Bosbach rechtfertigte zudem seine Äußerungen zu Integrationsproblemen von Ausländern. Er hatte in einem Interview gesagt, wer nicht an Deutschkursen teilnehmen wolle und "sich nicht ernsthaft um Arbeit bemüht, der kann nicht erwarten, dass er hier dauerhaft auf Kosten des Steuerzahlers lebt". Der CDU-Politiker bekräftigte, er habe auf die geltende Rechtslage hingewiesen. Wer sich weigere, Deutsch zu lernen, müsse "Konsequenzen spüren", sagte er.

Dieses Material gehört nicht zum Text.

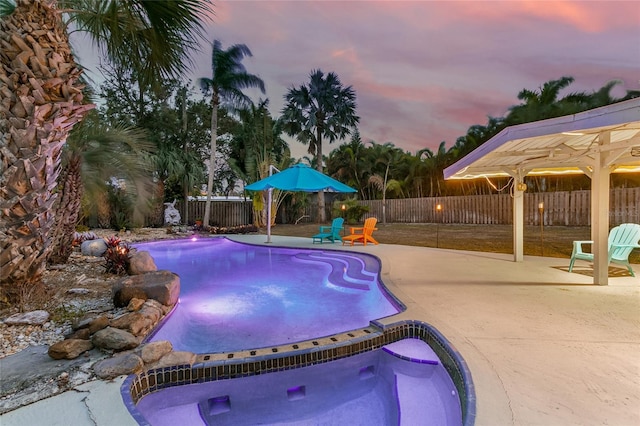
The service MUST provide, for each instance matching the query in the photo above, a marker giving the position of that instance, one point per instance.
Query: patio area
(545, 347)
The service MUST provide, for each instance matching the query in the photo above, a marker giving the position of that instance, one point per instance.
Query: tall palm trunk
(40, 101)
(322, 217)
(67, 211)
(215, 101)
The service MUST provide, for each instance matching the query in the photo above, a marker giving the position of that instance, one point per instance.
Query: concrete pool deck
(544, 346)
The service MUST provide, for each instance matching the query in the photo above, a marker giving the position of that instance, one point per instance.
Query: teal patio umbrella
(297, 178)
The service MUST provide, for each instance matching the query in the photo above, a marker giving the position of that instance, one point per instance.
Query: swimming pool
(237, 296)
(376, 388)
(345, 369)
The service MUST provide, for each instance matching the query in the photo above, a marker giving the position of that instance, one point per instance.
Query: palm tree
(43, 100)
(323, 109)
(346, 163)
(228, 79)
(386, 155)
(93, 154)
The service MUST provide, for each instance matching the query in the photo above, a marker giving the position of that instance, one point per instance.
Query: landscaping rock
(69, 349)
(28, 318)
(114, 339)
(135, 304)
(93, 247)
(111, 368)
(152, 352)
(98, 324)
(163, 286)
(83, 334)
(141, 262)
(133, 322)
(175, 358)
(152, 310)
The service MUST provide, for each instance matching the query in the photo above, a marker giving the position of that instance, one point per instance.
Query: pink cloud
(426, 71)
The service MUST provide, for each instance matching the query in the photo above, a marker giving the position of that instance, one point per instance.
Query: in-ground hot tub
(400, 373)
(402, 383)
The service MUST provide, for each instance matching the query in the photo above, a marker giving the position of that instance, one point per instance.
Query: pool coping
(244, 363)
(219, 366)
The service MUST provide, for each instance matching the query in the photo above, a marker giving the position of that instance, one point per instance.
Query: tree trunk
(67, 212)
(322, 217)
(40, 101)
(212, 158)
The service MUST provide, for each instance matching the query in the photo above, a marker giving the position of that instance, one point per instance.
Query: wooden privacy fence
(223, 213)
(571, 208)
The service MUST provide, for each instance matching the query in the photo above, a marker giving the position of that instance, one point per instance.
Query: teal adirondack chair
(331, 233)
(622, 240)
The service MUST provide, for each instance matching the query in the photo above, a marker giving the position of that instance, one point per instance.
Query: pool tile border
(222, 366)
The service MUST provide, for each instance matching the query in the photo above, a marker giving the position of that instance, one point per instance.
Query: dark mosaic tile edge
(222, 367)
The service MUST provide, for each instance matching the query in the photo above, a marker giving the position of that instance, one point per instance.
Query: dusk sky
(425, 71)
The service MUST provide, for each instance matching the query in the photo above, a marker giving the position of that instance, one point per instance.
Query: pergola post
(600, 212)
(518, 220)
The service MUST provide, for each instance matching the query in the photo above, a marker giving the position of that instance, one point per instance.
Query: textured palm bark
(40, 101)
(67, 211)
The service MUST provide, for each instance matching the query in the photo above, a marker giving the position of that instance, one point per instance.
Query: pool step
(356, 265)
(340, 274)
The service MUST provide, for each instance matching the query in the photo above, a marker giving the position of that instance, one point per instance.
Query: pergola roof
(559, 145)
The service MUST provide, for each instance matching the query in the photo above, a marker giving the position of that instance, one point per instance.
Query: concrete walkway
(544, 346)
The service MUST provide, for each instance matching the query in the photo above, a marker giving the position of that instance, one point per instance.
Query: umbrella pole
(269, 216)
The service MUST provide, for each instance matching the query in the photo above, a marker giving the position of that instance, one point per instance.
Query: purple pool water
(237, 296)
(403, 383)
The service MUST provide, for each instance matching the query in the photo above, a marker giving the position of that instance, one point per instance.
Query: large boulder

"Wirklichkeit, wie sie ist"
In der Sache richtig, aber im Ton vergriffen - nahm der jüdische Schriftsteller Ralph Giordano Sarrazin in Schutz. "Sarrazin beschreibt die Wirklichkeit darin so, wie sie ist, und nicht wie seit vielen Jahren von der politischen Korrektheit dargestellt", sagte der Publizist dem Sender "MDR Info".
Sarrazin selbst äußerte sich am Dienstag nicht. Der SPD-Politiker hatte mit seinem Interview einen Sturm der Entrüstung ausgelöst. Im In- und Ausland gab es heftige Kritik von jüdischen und muslimischen Verbänden - auch wenn die Äußerungen in der Bevölkerung laut Umfragen auf Zustimmung stießen. Sarrazin entschuldigte sich später, lehnte einen Rücktritt aber ab.